Bindings for languages that aren’t Go are scarce. For my choice of Python, both pysia and siapy are over 2 years out-of-date, and missing calls. For Sia Slice, I had to write my own bindings—something I would have had to do anyway to take advantage of Python’s asyncio features.
Sia is said to be most efficient with many simultaneous uploads, but my own experience with the daemon—perhaps it’s my pokey 10Mbps residential connection—is that it generally limits itself to one upload at a time. When uploading data with /renter/uploadstream, it is best to use one POST request at a time; otherwise, the uploads may starve each other for computation time.
Presumably due to host or network availability hiccups, Sia occasionally fails to complete an upload, leaving it stuck in a stalled state with less-than-one redundancy. If your uploads are not disk-backed—because you’ve used /renter/uploadstream, perhaps—Sia considers that file lost and will not repair it on its own; you need to invoke /renter/delete and start over. This was a major pitfall that left me scratching my head for several days while the stalled uploads kept piling up. Sia Slice’s solution is to restart uploads that have not completed within 3 hours.
Nitpicking here: /renter/uploadstream lacks a specific method for handling failed or aborted POST requests due to a disconnect, program crash, etc. So when Sia Slice uploads data to Sia, it appends a .part extension—just like your web browser or download manager—to disambiguate between successful and failed partial uploads.
Some of the file attributes are difficult to understand. What is the difference between available and recoverable? Why do most of my uploads get stuck right out of the gate?
Deleting directories with /render/dir is not reliable. After several unit tests failed to clean up after themselves, I simply elected to delete individual files instead.

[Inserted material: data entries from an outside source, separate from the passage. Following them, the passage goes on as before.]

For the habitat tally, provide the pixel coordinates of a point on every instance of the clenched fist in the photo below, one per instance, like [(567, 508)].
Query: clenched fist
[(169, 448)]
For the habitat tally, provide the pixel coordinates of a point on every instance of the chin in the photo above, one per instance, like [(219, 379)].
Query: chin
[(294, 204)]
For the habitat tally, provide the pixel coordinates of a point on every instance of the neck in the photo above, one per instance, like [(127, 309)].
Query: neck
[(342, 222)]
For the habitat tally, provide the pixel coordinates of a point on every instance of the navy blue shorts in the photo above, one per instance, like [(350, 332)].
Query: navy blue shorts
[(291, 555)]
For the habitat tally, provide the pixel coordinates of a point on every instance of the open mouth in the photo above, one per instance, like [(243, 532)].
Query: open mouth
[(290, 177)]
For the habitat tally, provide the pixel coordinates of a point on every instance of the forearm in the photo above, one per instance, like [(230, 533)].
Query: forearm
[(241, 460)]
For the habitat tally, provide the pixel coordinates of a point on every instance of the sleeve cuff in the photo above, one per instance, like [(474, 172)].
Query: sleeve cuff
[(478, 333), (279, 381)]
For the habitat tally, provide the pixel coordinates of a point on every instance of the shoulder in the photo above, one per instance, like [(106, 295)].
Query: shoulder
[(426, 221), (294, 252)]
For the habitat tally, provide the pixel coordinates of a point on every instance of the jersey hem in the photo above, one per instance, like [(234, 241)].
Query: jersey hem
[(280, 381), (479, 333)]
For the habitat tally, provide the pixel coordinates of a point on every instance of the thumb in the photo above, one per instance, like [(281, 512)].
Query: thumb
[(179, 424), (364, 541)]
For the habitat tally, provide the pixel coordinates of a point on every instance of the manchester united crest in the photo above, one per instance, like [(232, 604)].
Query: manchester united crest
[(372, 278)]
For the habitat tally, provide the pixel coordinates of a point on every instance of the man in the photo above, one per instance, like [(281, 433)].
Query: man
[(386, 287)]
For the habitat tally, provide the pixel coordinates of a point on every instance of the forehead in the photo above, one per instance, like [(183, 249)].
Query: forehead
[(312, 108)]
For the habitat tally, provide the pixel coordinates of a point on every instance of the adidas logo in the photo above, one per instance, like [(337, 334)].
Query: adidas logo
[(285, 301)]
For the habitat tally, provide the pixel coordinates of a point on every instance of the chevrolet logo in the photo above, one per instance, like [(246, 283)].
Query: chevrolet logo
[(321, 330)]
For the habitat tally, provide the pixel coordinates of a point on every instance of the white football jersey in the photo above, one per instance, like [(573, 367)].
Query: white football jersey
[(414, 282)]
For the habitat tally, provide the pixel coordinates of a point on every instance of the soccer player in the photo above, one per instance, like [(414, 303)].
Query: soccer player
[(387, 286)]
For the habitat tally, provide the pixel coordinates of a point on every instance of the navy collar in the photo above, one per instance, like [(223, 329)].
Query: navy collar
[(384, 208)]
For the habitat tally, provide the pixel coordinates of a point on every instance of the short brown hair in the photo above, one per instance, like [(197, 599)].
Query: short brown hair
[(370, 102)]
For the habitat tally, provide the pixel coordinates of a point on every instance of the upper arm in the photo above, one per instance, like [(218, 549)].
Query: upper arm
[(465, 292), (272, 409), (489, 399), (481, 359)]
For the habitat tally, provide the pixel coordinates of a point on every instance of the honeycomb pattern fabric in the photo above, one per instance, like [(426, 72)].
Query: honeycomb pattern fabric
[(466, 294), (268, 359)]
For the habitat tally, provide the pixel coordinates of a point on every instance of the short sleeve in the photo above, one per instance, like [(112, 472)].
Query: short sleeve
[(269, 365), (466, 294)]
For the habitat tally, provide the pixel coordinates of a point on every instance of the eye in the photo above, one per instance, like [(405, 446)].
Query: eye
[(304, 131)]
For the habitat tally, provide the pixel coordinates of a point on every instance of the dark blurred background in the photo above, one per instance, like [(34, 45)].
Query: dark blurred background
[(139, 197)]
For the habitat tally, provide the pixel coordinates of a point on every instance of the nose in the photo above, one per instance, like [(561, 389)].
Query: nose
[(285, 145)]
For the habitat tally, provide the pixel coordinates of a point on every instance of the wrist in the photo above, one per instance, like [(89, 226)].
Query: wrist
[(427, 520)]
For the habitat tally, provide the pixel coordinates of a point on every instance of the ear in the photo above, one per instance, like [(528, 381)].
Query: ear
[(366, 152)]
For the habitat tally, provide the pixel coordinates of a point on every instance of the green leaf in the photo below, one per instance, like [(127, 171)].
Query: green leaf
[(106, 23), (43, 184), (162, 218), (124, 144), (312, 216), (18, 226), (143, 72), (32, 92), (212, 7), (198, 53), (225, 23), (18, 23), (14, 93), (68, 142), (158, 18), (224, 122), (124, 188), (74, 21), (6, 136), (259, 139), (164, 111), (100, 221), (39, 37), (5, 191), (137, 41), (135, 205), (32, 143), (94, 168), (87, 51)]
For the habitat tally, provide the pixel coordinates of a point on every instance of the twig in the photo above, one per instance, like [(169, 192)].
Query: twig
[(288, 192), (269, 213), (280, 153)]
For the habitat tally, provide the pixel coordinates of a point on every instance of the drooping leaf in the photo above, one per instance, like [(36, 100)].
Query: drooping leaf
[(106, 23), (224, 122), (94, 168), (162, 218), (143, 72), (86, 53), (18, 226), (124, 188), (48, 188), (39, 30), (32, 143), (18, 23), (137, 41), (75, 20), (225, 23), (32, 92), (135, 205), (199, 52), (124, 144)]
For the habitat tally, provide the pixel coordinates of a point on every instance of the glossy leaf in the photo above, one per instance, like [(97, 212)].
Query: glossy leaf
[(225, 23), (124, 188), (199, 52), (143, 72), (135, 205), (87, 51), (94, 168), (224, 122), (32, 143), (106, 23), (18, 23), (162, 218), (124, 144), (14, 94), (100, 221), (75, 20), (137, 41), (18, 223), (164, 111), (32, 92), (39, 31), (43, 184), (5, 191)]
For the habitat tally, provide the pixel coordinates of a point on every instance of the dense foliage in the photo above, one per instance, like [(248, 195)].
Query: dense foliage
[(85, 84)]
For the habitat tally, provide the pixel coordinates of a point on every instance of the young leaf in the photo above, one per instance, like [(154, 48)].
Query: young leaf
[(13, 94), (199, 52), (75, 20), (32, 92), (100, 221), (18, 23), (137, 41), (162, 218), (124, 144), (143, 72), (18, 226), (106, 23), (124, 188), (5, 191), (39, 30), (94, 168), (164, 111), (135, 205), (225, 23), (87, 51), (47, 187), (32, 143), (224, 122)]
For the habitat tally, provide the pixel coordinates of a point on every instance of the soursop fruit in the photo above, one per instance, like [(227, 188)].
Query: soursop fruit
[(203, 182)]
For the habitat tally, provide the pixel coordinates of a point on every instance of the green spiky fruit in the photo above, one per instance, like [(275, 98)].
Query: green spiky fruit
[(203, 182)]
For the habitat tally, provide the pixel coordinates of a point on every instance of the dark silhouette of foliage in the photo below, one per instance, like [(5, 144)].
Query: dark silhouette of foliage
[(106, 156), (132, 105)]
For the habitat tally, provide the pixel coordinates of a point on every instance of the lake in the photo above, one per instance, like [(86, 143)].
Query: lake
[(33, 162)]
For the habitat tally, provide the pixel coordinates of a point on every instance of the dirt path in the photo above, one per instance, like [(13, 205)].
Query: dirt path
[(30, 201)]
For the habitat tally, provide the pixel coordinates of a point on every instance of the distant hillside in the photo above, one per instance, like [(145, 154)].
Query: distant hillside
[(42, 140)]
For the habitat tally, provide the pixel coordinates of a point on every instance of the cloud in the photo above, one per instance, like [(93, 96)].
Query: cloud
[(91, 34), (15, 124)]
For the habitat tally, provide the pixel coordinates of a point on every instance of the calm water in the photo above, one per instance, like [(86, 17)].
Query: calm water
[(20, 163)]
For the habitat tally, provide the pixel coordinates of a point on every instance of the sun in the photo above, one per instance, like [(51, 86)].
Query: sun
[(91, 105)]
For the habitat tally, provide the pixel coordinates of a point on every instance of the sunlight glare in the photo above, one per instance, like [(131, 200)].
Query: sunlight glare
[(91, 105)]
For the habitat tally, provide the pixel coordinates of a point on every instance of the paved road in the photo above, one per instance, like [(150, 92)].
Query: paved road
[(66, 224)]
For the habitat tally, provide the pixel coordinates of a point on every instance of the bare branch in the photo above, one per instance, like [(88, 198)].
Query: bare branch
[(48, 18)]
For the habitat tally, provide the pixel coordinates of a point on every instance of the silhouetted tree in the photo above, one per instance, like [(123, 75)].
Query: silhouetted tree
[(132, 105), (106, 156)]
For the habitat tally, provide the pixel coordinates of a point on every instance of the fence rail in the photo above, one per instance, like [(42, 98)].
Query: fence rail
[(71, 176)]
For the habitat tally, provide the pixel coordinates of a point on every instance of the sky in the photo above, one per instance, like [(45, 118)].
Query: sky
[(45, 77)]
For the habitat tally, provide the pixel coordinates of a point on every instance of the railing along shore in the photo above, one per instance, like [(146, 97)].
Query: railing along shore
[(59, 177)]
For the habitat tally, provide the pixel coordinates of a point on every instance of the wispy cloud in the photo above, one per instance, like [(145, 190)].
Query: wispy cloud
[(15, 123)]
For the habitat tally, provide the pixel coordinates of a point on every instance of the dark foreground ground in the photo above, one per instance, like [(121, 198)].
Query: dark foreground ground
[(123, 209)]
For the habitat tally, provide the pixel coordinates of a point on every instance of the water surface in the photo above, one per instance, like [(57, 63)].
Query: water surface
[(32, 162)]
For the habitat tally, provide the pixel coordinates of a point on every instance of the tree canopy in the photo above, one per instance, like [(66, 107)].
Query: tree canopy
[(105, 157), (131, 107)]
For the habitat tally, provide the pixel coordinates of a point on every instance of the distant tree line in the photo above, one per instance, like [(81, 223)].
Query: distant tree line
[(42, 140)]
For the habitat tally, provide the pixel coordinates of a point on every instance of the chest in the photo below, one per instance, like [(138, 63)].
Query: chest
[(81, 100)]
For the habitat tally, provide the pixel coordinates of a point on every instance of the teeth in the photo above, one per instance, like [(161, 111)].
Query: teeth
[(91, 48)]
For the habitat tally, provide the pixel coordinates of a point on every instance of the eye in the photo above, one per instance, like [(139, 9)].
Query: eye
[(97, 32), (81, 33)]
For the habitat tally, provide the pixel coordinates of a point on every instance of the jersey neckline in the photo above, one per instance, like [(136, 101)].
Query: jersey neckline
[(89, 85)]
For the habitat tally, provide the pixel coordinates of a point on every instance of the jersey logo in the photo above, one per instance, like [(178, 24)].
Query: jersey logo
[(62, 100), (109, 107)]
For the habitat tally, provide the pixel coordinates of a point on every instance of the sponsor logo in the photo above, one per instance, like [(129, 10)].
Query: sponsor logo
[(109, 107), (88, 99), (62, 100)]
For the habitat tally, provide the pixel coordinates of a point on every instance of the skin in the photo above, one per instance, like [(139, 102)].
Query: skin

Lastly, I would suggest a new feature that may prove indispensable to end users: bandwidth throttling. Most home networks are afflicted by an insidious phenomenon called buffer bloat—when the relatively slow upload pipe is completely saturated by traffic, packets from other connections stop getting through. Ping times spike. Web browsing becomes sluggish. Skype and Discord calls become pixelated, then cut out entirely. In general, buffer bloat makes the whole Internet feel unreliable and unusable. (That goes for the download direction too, because TCP ACK replies are also impacted.)

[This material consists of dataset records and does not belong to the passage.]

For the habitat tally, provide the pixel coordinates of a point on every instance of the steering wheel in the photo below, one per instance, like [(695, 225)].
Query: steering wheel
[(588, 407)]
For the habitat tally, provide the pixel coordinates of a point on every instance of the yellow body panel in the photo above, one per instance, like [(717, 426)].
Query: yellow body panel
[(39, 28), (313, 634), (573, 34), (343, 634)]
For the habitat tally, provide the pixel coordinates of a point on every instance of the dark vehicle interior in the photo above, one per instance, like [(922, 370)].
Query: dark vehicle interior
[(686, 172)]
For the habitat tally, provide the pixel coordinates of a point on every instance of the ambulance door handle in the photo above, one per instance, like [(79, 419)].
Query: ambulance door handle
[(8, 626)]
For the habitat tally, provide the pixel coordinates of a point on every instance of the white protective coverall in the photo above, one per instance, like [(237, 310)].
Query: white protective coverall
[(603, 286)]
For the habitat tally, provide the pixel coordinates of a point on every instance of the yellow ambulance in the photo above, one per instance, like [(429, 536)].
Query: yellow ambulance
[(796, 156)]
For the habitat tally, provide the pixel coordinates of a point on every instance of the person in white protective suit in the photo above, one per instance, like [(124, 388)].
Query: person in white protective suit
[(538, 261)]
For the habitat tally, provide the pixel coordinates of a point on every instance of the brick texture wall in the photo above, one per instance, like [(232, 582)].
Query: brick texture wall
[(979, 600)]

It’s not a concern on my own network, thanks to my high-tech home router with traffic-shaping capabilities; but my neighbor, who is very generously allowing me to “borrow” his faster connection for my oversize initial upload, is not so fortunate. For lack of a bandwidth control in Sia, I had to use an OS-level tool like wondershaper to avoid crippling his digital lifestyle.

However you slice the problem…

Some challenges and gotchas aside, building on top of Sia is totally viable; I found the API cleanly designed and intuitive to use. Sia Slice is now “in production” as part of my backup workflow—I use btrbk to save semi-automated snapshots of all my desktops and servers to an external hard drive, and then I mirror that hard drive to the Sia cloud with Sia Slice, thus constituting a 3-2-1 backup strategy. For me, this was a fun project that involved a wide array of systems, from low-level disk access to asynchronous I/O to curses to HTTP streaming.

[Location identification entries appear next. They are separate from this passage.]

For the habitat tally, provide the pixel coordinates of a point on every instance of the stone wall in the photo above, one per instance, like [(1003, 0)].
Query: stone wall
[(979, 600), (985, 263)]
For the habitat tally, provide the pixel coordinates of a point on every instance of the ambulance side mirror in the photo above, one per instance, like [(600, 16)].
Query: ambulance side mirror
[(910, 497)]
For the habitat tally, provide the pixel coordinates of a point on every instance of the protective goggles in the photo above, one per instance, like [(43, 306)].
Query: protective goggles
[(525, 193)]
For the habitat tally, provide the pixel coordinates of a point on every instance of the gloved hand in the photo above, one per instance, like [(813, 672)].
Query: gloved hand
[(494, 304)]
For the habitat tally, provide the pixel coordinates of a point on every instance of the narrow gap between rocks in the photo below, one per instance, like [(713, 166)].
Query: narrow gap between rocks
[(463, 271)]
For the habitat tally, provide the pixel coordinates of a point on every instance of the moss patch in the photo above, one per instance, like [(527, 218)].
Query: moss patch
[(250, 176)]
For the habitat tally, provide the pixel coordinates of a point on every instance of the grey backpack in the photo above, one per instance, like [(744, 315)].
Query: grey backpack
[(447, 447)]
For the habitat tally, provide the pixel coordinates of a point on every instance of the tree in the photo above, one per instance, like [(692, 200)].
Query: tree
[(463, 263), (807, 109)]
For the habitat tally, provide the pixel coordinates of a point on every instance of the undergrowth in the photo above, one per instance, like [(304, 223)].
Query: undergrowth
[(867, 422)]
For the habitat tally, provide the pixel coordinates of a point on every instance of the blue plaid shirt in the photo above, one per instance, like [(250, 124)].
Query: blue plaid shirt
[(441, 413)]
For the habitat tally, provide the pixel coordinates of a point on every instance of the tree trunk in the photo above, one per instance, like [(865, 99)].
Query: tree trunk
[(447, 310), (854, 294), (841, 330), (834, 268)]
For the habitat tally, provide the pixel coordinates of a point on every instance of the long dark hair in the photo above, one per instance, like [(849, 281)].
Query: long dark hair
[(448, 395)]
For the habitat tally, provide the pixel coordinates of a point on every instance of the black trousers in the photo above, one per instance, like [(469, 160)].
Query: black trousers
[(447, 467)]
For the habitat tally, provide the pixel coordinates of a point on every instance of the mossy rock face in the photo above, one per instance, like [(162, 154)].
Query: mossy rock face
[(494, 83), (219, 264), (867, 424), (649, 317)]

While the general “split, hash, compress, and upload” principle behind Sia Slice could be extended to other kinds of object storage, the simple fact of the matter is that no service on the horizon is nearly as affordable (or decentralized!) as the Sia network. Dropbox and Wasabi both quote USD $12/month for the 2TB of storage I use. On Sia, I pay approximately USD $1/month.

Once again, what is the true purpose of cryptocurrency? To provide useful services that no other medium can—something we all tend to forget as we keep our eyeballs glued to the red and green numerals on cryptocurrency exchanges. Block storage that is a whopping 92% below market cost is certainly very useful to me. Perhaps Sia Slice will make Sia useful to you.